Hay un punto clave en la novela donde ambas historias que parecían independientes entre ellas, se mezclan. Marlowe descubre unas notas que Roger Wade escribe cuando está al borde del delirium tremens. Están escritas de formas elípticas y muy herméticas: como un folletín, como un sueño, como una verdad cifrada. El detective intuye que hay algo más; algo que no huele bien y que ciertas personas están tratando que no salga a la luz. Para él, Terry Lennox no mató a su mujer y luego se suicidó en un hotel Otatoclán. Sabe que Wade lo sabe y es por eso que empieza a pasar más tiempo con él, buscando que en algunas de sus tantas recaídas en la bebida o en algún momento que lo encuentre con la moral baja, algo, aunque sea apenas, se vislumbre. Casi no vuelve a su departamento y duerme en la habitación de huéspedes. Nada es gratuito y es por eso que las presiones empiezan a ser más notorias. Todos quieren que el caso se mantenga cerrado, incluso el padre de la difunta: Harlan Potter. Chandler muy sagazmente le pone rostro y pinta de cuerpo entero a los encargados de manejar el amperímetro de la ciudad y pone en funcionamiento toda esa maquinaria invisible. El resultado es toda una cadena de palizas y asesinatos: como si ya hubieran estado allí en forma latente, los actos preparatorios habiendo sido ya cometidos, la mezcla de sustancias químicas yuxtapuestas esperando solo el elemento que debe añadirse o quitarse para que se desencadene la reacción prevista e ingobernable. Este elemento es la llegada del detective, que da vía libre a las casusas predeterminadas, haciéndolas encenderse y explotar al contacto con el aire exterior.
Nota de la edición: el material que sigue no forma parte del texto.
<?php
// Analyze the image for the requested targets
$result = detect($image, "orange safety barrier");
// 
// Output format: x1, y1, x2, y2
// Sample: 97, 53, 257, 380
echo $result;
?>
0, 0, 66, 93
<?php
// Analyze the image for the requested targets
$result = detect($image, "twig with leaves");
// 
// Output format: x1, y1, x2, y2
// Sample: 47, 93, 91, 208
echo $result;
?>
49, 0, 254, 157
Una noche ya casi estaba por dormirme cuando recibí un mail de una muchacha diciéndome que tenía un departamento entero para mí: pieza, cocina, baño y un pequeño comedor.  Mi mente empezó a proyectar más de lo que hubiera querido y no me hice muchas preguntas. Por suerte mis amigos que me alojaban me hicieron dar cuenta que era una estafa.

– Es un scam. Un chanta de internet – dijo David mientras se echaba al lado mío.
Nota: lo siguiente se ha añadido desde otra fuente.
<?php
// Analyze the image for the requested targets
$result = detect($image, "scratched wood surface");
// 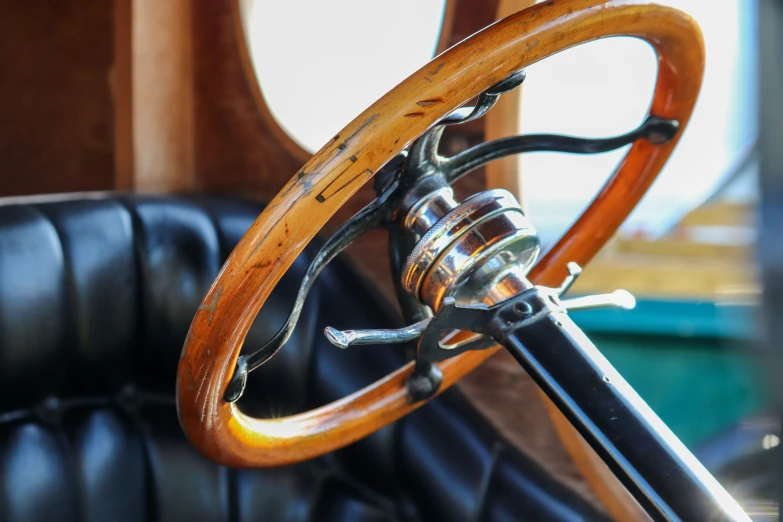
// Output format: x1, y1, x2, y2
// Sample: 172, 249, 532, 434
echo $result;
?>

-¿Vos decís? A mí me parece bastante real – dije.

-No transfieras un solo peso a ningún lado. Ni se te ocurra. 

-Me dijo que lo hiciéramos a través de un agente de Airbnb. Si fuera un chanta no lo haría por ahí.

-¿Cuándo escuchaste que hay agentes de Airbnb que te muestran departamentos? Además mirá, acá te está diciendo que vive en Holanda hace diez años y nunca más volvió a Alemania. Es scam, estoy seguro.

-No pongas un euro si no viste el departamento y menos si no tenés la llave – dijo Natalí desde la pieza.

Efectivamente era una estafa. Gracias a ellos me salvé de perder unos dos mil euros. Estaba igual que al principio. Para animarme, me dijeron que podía quedarme todo lo que quisiera en su casa. Era muy difícil encontrar departamento en Berlín. El negocio estaba monopolizado por dos o tres empresas y ni siquiera Marlowe podría hacer nada. Hasta entonces seguiría durmiendo en el sillón del living, limpiando casas y andando en bicicleta eléctrica. 

Estaba sentado en la punta del sillón y me dolía muchísimo la cabeza aunque no me importaba en absoluto. Afuera había empezado a llover. Era una lluvia ligera que pegaba diagonalmente contra los edificios. La única luz encendida era una pequeña lámpara en el living. En ese momento solo deseaba una cosa. Era un deseo tonto y banal: que el agua no mojara las páginas de una novela.